ATA Winner Writing Contest:Continuous Small Miracles


Continuous Small Miracles


Continuous Small Miracles
My school has served this extremely isolated and old community for the past 28 years. We don’t have all of the same opportunities and resources usually available in the “South” and often that is a big issue. Frequently, it is difficult to recruit teachers and retain students and often our achievement test and diploma scores are below provincial average. We don’t have a football team, art or music classes and sometimes, as teachers, we wonder if we have been forgotten.

Athabasca Delta Community School in Fort Chipewyan does have many challenges. But every day I arrive at this school I see hard working, although sometimes frustrated teachers, working small miracles with many troubled and challenging students. During my career I have taught in Islamic, Catholic, Anglican and Public School systems each with its own set of values, challenges, accomplishments and problems, but never before have I seen a staff accomplish so much with so little. Mine is a school of continuous and small miracles.

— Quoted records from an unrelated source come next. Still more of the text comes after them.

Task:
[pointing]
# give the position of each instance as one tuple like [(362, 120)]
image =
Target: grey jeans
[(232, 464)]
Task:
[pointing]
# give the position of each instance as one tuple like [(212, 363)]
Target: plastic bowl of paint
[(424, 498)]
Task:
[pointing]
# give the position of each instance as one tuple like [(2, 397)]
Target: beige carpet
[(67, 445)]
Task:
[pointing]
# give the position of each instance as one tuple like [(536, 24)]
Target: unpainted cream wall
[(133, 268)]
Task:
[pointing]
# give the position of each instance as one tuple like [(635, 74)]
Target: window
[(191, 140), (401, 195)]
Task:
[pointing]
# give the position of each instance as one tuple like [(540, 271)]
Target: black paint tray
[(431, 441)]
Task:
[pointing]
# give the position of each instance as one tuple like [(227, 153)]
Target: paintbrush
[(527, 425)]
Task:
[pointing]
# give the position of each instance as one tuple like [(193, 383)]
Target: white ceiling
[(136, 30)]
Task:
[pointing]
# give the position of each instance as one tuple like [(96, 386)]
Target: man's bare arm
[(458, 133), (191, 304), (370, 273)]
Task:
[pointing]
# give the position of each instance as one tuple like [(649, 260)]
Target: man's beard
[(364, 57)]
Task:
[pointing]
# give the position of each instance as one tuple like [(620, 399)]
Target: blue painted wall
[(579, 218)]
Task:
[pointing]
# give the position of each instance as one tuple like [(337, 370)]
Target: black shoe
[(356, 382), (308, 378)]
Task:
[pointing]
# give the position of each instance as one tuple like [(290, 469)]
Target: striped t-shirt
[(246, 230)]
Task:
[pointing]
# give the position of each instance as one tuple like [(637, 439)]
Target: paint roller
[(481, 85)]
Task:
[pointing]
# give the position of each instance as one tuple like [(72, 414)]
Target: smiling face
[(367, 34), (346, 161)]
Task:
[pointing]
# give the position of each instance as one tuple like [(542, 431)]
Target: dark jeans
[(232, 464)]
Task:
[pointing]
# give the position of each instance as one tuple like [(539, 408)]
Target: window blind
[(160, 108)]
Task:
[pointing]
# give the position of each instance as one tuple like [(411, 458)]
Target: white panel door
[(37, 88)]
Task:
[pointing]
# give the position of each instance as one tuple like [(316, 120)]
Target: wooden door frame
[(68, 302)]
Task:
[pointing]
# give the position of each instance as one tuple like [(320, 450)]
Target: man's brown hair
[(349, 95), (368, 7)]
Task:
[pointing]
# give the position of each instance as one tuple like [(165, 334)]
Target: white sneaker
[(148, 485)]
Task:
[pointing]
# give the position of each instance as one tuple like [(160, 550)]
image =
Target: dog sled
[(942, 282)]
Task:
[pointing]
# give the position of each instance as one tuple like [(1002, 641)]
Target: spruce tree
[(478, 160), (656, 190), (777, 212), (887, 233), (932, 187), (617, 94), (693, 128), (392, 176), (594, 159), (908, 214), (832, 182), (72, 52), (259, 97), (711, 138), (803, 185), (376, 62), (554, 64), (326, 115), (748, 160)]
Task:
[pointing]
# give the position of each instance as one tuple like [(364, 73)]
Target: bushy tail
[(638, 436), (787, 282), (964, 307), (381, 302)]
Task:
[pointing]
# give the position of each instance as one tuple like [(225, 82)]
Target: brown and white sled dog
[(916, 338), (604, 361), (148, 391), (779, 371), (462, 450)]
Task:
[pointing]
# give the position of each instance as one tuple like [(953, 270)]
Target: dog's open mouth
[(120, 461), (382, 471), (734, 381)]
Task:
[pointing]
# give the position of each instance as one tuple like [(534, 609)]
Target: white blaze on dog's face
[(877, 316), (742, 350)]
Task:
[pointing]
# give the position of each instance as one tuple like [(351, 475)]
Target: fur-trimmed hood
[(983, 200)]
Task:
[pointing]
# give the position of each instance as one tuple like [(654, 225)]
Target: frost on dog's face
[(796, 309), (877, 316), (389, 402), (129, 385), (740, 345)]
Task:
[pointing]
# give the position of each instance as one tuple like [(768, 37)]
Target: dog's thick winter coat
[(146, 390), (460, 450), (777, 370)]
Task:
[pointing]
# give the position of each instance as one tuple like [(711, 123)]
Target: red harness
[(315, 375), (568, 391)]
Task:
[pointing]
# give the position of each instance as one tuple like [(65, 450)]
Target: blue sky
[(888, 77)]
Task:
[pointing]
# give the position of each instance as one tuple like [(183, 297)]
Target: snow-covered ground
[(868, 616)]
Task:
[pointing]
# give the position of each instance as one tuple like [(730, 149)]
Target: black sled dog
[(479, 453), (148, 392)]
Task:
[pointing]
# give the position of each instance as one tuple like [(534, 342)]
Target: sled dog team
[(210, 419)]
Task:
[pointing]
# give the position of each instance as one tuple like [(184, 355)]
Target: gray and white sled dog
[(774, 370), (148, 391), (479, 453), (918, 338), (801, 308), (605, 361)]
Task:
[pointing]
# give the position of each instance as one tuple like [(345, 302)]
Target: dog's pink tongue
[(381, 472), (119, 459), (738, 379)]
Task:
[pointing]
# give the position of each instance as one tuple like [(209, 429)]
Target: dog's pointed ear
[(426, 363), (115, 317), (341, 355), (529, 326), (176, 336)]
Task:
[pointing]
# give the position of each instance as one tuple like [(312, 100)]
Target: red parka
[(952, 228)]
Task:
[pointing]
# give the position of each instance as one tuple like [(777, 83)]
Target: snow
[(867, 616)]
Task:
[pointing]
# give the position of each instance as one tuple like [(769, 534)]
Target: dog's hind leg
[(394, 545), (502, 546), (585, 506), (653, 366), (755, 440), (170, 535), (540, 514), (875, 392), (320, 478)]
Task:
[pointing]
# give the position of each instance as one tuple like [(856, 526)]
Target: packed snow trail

Daily I witness students far behind in academic achievement, largely due to numerous socioeconomic issues beyond their control and comprehension, begin to make the association between letters and sounds, sounds and words and words and sentences, a small miracle. I marvel at the gradual transformations as the elementary team of teachers instructs their students in values education, while our “Helping Hands to Success” counselors deal with everything from anxiety to anger management issues. I marvel as our Physical Education teacher who effectively develops athletic skills, as he teaches his students to be part of something a little larger than themselves, to be part of a team and learn about the greater good and eventually discover that self worth, accomplishment and success leads to peer respect and cooperation. Our gym too is a place of many small miracles.

I have seen teachers patiently read stories to their students, tie their shoe laces, help the young ones with snow pants, wipe runny noses, get them safely on to the school bus and the day’s end and break up play fights that quickly escalate past the play stage. The children are kinetic and the teachers always busy.

I marvel as our Cree and Dene teachers instruct the values, culture and language of their students, bringing together such disparate abilities around one table and then observe as these students respectfully and quietly listen to instructions and to each other, characteristics less common out on the play yard. The aboriginal teachers work miracles on a regular basis. I learn from them.

Because we have a lunch program our kitchen staff bring healthy snacks and lunches to each classroom every day, our bus drivers transport our students to school every day and our custodians keep our building clean and warm. I witnessed the community come together and organize a Safe Halloween night. Over three hundred people came to the school that night as Nunee Health staff, RCMP officers, teachers, Band leaders, elders and families joined together in celebration. We appreciate these small miracles as they happen.

Fort Chipewyan is a small community and perhaps not very sophisticated, but it is moving forward. I am new to the community and perhaps not part of things as yet, but in two short months I have seen the changes that dedicated and caring teachers and staff members can make under very trying circumstances. Athabasca Delta Community School is the most unlikely candidate to select as a special school. I make this choice because each day I see staff members work at least one small miracle with their students each day. We have no lofty pedagogical goals other than to change this out of the way school one student at a time and that is very special.